Тут, видите ли, тонкая психологическая штука. Весь год нищенствует, в ночлежке спит, из мусорной ямы добывает себе пропитание. Ничего не имеет, кроме некоего таинственного запертого ящика. Триста шестьдесят четыре дня унижается и головой трясет. На триста шестьдесят пятый день из таинственного ящика достает самый этот дымчатый костюм, шляпу, ботинки, галстух — одним словом, человеческий облик — и на накопленные деньги в течение суток царствует… Веселье, любовь, во всяком случае, все, что при любви полагается. Даже нищим, можете себе представить, подает! В этом районе никто его не знает! А завтра опять: подайте никогда не видавшему солнца! Целый год в один день втискивает! Махровая затея! Когда-то, говорят, был художник, т. е. не то что художник, а ценитель всего прекрасного!
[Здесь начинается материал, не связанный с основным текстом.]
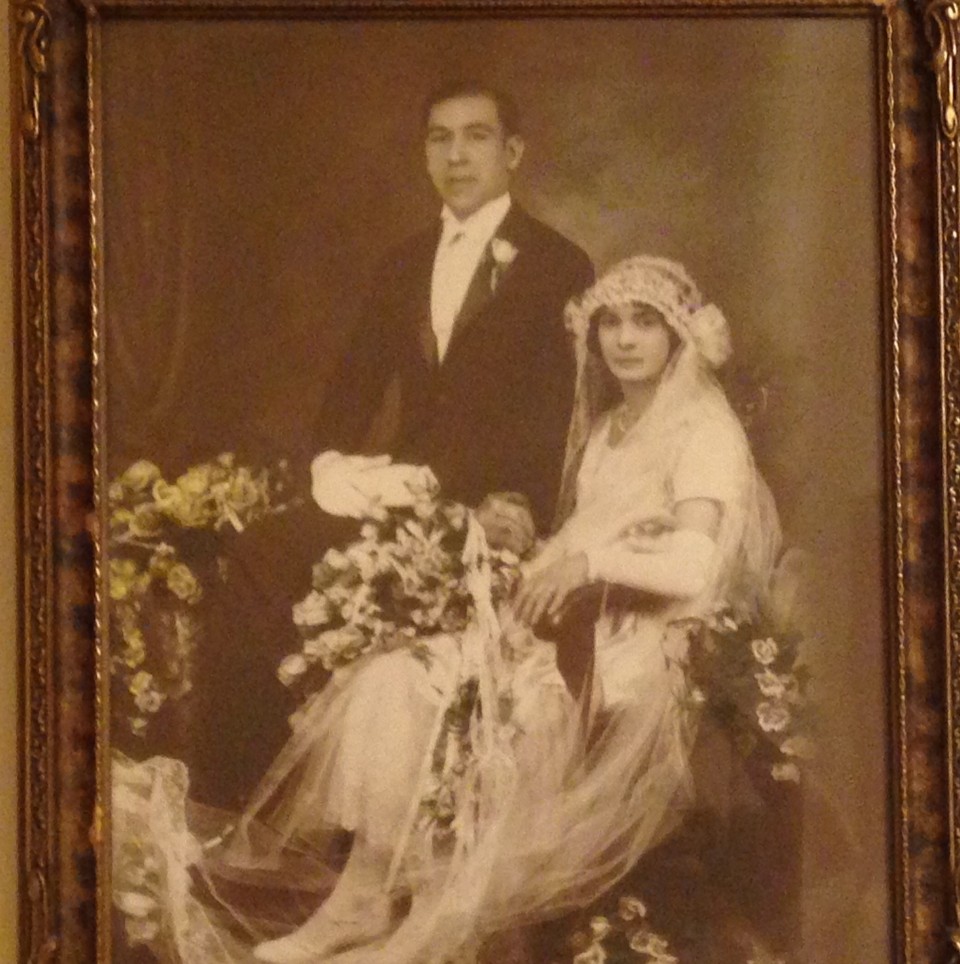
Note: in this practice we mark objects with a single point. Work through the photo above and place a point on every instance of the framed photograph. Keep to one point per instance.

Человек в углу пощелкал по бокалу, положил и разгладил на скатерти серенькую бумажку, сдачу не взял, вместе с дамой растаял во мгле двери. Оркестр румын послал им вслед несколько чувствительных вздохов. Собутыльник мой задумчиво озирал пивную.
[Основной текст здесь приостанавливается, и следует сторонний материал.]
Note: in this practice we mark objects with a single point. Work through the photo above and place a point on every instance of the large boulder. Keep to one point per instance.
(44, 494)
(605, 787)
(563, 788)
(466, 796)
— Но если угодно вам прослушать поистине удивительную историю… гражданин человек! Еще пару пива!.. Извините, это мое дело, я угощаю. Так вот! Сплошной Альфонс Доде! Изволите видеть этого красавца, который на эстраде сейчас изображает всякие штуки? Все представляет, начиная от гудения примуса и кончая голосом любого из публики! Ничего не поделаешь. Жена, дети! Подрабатывает. Так с ним случилось недавно необычайное происшествие. Вы, может быть, недовольны, что я похищаю у вас время, а следовательно, деньги?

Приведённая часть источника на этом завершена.